Please forgive any duplication of earlier blog posts as I continue my mastery of the differences between WordPress.com and WordPress.org and winnow my writings of the past 10 years before grouping them into e-books. I am attempting to make sure that the pieces are still germane and that there are no dead links.
Curious David Redux:
For Christmas nephew Alex gave me some “brain challenging” puzzles. For a very short while I was able to fool him (and myself!) about my mental acumen by solving two of them in a few minutes. Then my beloved, intellectually curious grand nieces and grand nephews (ages 5 through 8) exposed me and put my achievements into context. They quickly took apart the remaining two puzzles which I had avoided because I thought that they were too difficult for me! I still haven’t figured out how to put the puzzles back together!
Later that evening grand nephew Cole invited me to play a board game “Brain Games for Kids.” I had reason to heed the warning on the box!
My mind was indeed blown away as he outperformed me very quickly — answering all questions correctly and gleefully (but kindly) correcting me when I failed to know the answers.
Putting his success into context, 1) he probably had memorized all the questions and answers and 2) he is quite precocious. Still, the children taught me a number of lessons and raised a number of questions for me to ponder. Are these additional signs of changes in my aging brain? Should I stop comparing myself to those younger than I? Are there brain fitness strategies they use which could inform me?
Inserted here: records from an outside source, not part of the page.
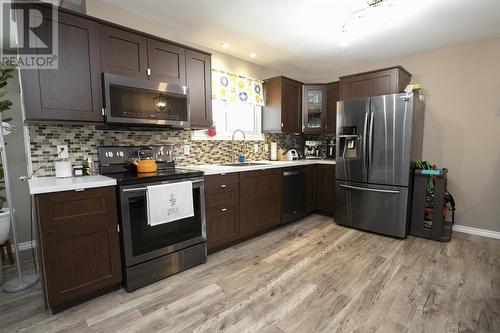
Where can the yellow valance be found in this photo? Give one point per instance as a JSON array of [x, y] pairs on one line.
[[236, 88]]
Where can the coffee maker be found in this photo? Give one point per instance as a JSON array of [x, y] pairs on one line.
[[330, 149], [314, 149]]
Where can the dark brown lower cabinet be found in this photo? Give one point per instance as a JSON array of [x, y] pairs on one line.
[[78, 237], [260, 201], [222, 212], [239, 205], [310, 188], [325, 188]]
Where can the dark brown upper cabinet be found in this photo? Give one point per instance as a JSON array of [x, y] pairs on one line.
[[123, 52], [166, 62], [283, 109], [332, 97], [199, 82], [379, 82], [314, 108], [72, 92]]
Are there deleterious effects of their constant use of of iPads and cell phones? Is this why I focus much of my research time on the topics of brain health and aging?
In an earlier blog piece I summarized five preliminary conclusions I had reached as a result of my immersing myself with my research students investigating the claims of brain fitness training companies. I hope to continue that research in the Fall and to build upon what I learned at a Brain Health Virtual Summit. (I also am looking forward to participating in the 2018 SharpBrains Brain Health Virtual Summit.)
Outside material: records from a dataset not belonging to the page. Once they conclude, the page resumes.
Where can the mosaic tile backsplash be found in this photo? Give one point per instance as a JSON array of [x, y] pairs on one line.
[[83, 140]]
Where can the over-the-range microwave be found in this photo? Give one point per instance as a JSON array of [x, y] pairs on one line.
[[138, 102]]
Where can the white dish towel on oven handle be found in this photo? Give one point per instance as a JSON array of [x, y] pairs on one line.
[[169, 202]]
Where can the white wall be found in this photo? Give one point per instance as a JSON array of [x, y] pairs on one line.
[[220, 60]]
- “Brain Training” and brain health products is a huge, lucrative and growing industry with very expensive market research reports! Alas, I did not have the $7,150 to purchase such a report. Click this link to read the abstract.
- There exist a number of excellent, current, well-written and understandable science-based guides to maintaining cognitive fitness and brain health (e.g. Click this link to see an example of this Harvard Medical School paper).
- There exist excellent scholarly reviews of the efficacy (and validity of claims made) of “brain fitness” programs. The best such review is by Daniel J. Simons et al. which can be found here: (Click this link to see it in full).
Among the authors’ important conclusions and advice most germane to this blog piece (and the next series i am contemplating writing) are the following:
“Consumers should also consider the comparative costs and benefits of engaging in a brain-training regimen. Time spent using brain-training software could be allocated to other activities or even other forms of “brain training” (e.g., physical exercise) that might have broader benefits for health and well-being. That time might also be spent on learning things that are likely to improve your performance at school (e.g., reading; developing knowledge and skills in math, science, or the arts), on the job (e.g., updating your knowledge of content and standards in your profession), or in activities that are otherwise enjoyable. If an intervention has minimal benefits, using it means you have lost the opportunity to do something else. If you find using brain-training software enjoyable, you should factor that enjoyment into your decision to use it, but you should weigh it against other things you might do instead that would also be enjoyable, beneficial, and/or less expensive.
When evaluating the marketing claims of brain-training companies or media reports of brain-training studies, consider whether they are supported by peer-reviewed, scientific evidence from studies conducted by researchers independent of the company. As we have seen, many brain-training companies cite a large number of papers, but not all of those directly tested the effectiveness of a brain-training program against an appropriate control condition. Moreover, many of the studies tested groups of people who might not be like you. It is not clear that results from studies of people with schizophrenia will generalize to people without schizophrenia, or that benefits found in studies of college students will generalize to older adults. Finally, just because an advertisement appears in a trusted medium (e.g., National Public Radio) or is promoted by a trusted organization (e.g., AARP) does not mean that its claims are justified. Consumers should view such advertising claims with skepticism.”
4. Many cognitive training studies and brain training companies overpromise results, cite the same methodologically faulty studies, cite studies funded by their organization, ignore best practice experimental designs (see point 2 above), and fail to take into consideration placebo effects (Here is a simple, well-designed, study indicating how EXPECTATIONS may cause the outcome attributed to cognitive training.)
5. Many helpful insights into memory loss can be gleaned from literature such as Lisa Genova’s Still Alice and from individuals sharing first-hand experiences such as in the beautiful bogging in Sally Remembers.